10 de fev de 2016

No DNA da Liturgia está o serviço (3): Serviço eclesial

Esta é a nossa terceira reflexão sobre a Liturgia, considerando-a no enfoque do serviço. Nesta reflexão, vamos considerar a Liturgia enquanto atividade eclesial do serviço da Igreja em favor do povo. Uma dimensão da Liturgia que ajuda a compreender, de modo claro e cristalino, uma das primeiras e principais finalidades da ação litúrgica da Igreja: colocar-se a serviço do projeto divino e colocar-se a serviço do povo.
            No primeiro aspecto, este de colocar-se a serviço do projeto divino, a Igreja compreende que quem determina o contexto celebrativo e o “modus celebrandi” é o Mistério da Salvação e não outras finalidades, como por exemplo, usar o momento litúrgico para fazer campanhas ou algum tipo de promoção. Liturgia não é programa de auditório, é celebração memorial, atualização do Mistério Pascal no nosso hoje. Um conceito que não é meramente teórico, mas substancialmente fontal (fonte), no sentido que a Igreja é chamada a ser servidora do projeto divino no mundo e isto acontece especialmente através da Liturgia, “ação sagrada por excelência, cuja eficácia nenhuma outra ação da Igreja iguala, sob o mesmo título e grau” (SC 7).
            O segundo aspecto é a função servidora da Igreja, colocando-se a serviço do povo através da Liturgia. Durante um tempo da história, principalmente da Idade Média, a Liturgia transformou-se em plataforma de expressões artísticas para a música, pela qual promovia grandes compositores, da arte visual, como a arquitetura, da pintura, da escultura, do mobiliário e do vestuário. Acrescente-se a isso a arte cênica, com a introdução de ritos intermináveis, que desviavam a atenção do essencial. Como dizem vários historiadores litúrgicos, uma Liturgia para se ver, para ser assistida e se emocionar, mas pouco orante e provocadora de conversão. Na reforma litúrgica do Vaticano II, com a Sacrosanctum Concilium (1964), a Igreja eliminou aquilo que considerava excessos para propor uma Liturgia mais simplificada em vista de facilitar a participação celebrativa em dois aspectos.
            No primeiro aspecto, a participação tem a ver com aquilo que expressa bem o vocábulo latino “partem caepere”: tomar parte, entrar dentro do processo celebrativo. Mesmo que o “assistir” seja uma forma de participação ativa, a Igreja entende que seu serviço não pode se limitar ao assistir com conotações passivas, e propõe que os celebrantes sejam atuantes na celebração. Destaco três atitudes desta compreensão de participação: rezando, cantando e silenciando. Facilitar e introduzir os celebrantes nesta dinâmica é um modo de serviço, colocando-os dentro do movimento orante, laudativo e reflexivo, presentes em toda celebração litúrgica. Transformar a celebração numa cantoria, com gritos de ordem, por exemplo, é um deserviço ao povo.

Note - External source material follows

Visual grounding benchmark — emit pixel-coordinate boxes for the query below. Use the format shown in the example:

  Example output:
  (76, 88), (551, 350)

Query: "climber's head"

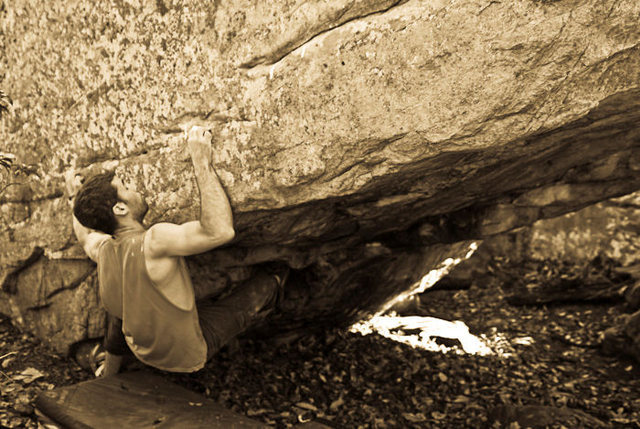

            O segundo aspecto do serviço que a Igreja presta na Liturgia, no contexto da participação, é de ordem espiritual e pode ser considerado em duas dinâmicas. Numa delas, a Igreja serve seus celebrantes tornando-os participantes do Mistério Pascal de Cristo, quer dizer, colocando-os dentro do Mistério Pascal de Cristo. Trata-se da dinâmica participativa mais importante, esta de ajudar os celebrantes o tomarem parte dos méritos salvíficos que Deus oferece na ação litúrgica. É o mais importante, porque este Mistério Pascal é atualizado na celebração litúrgica.

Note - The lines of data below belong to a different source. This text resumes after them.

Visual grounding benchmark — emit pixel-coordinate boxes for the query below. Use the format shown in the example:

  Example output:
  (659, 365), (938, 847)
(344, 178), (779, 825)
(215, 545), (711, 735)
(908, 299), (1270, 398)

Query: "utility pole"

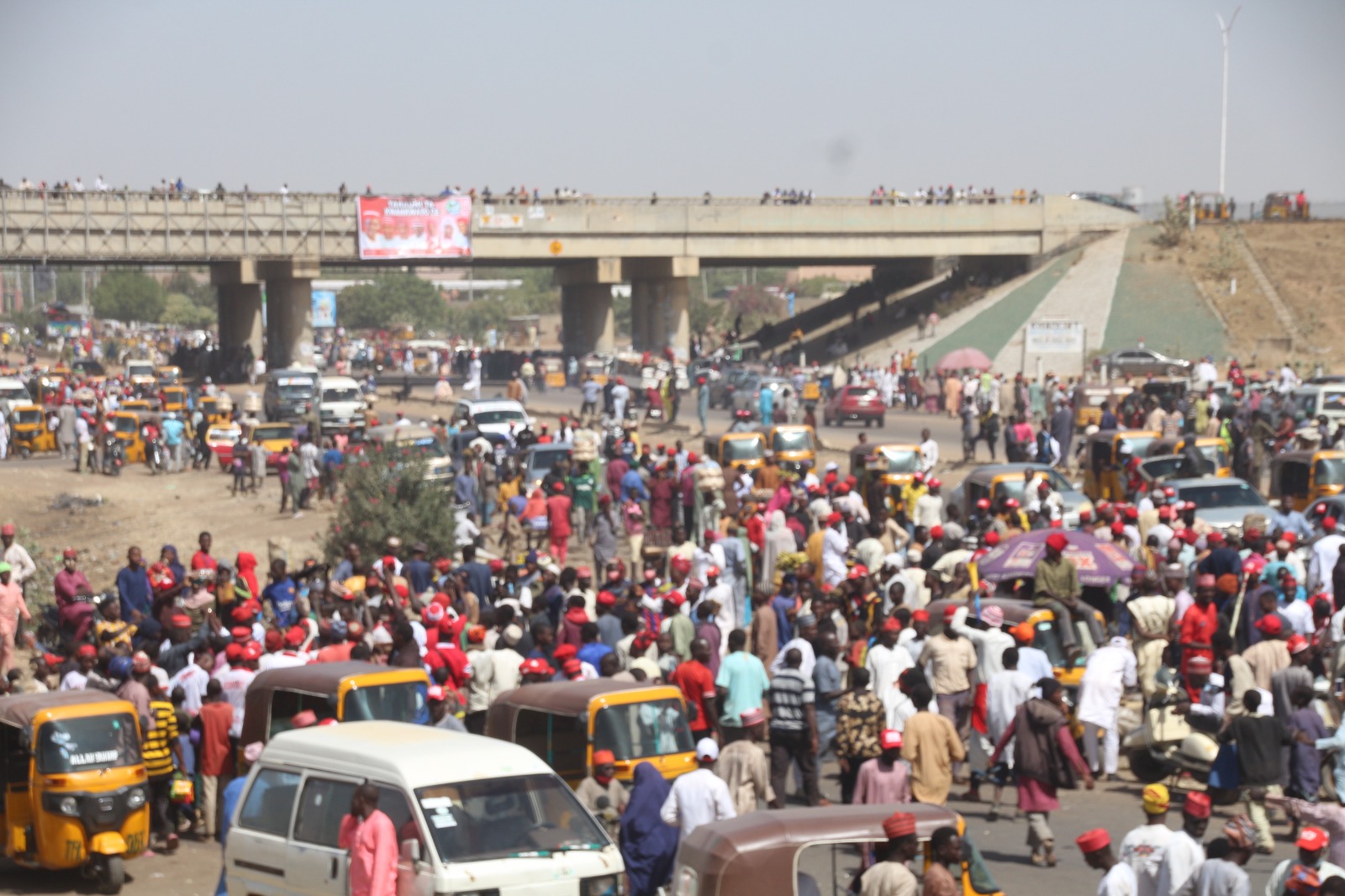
(1215, 7), (1242, 202)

Na outra dinâmica participativa, está o processo evangelizador, pelo qual a Igreja se torna servidora do Evangelho e sempre propositora do caminho do discipulado aos celebrantes. É aqui que compreendemos a importância de homilias bem feitas, pelas quais, pouco a pouco, mas ininterruptamente, a Igreja é chamada a pedagogicamente conduzir seus celebrantes no processo do discipulado. A homilia, neste sentido, não é um momento doutrinal ou teológico ou moralista com pregações infindáveis, mas uma proposta existencial de quem vive aquilo que prega. Um serviço que evangeliza não apenas com conceitos e conhecimentos da Palavra, mas com o modo de viver a Palavra.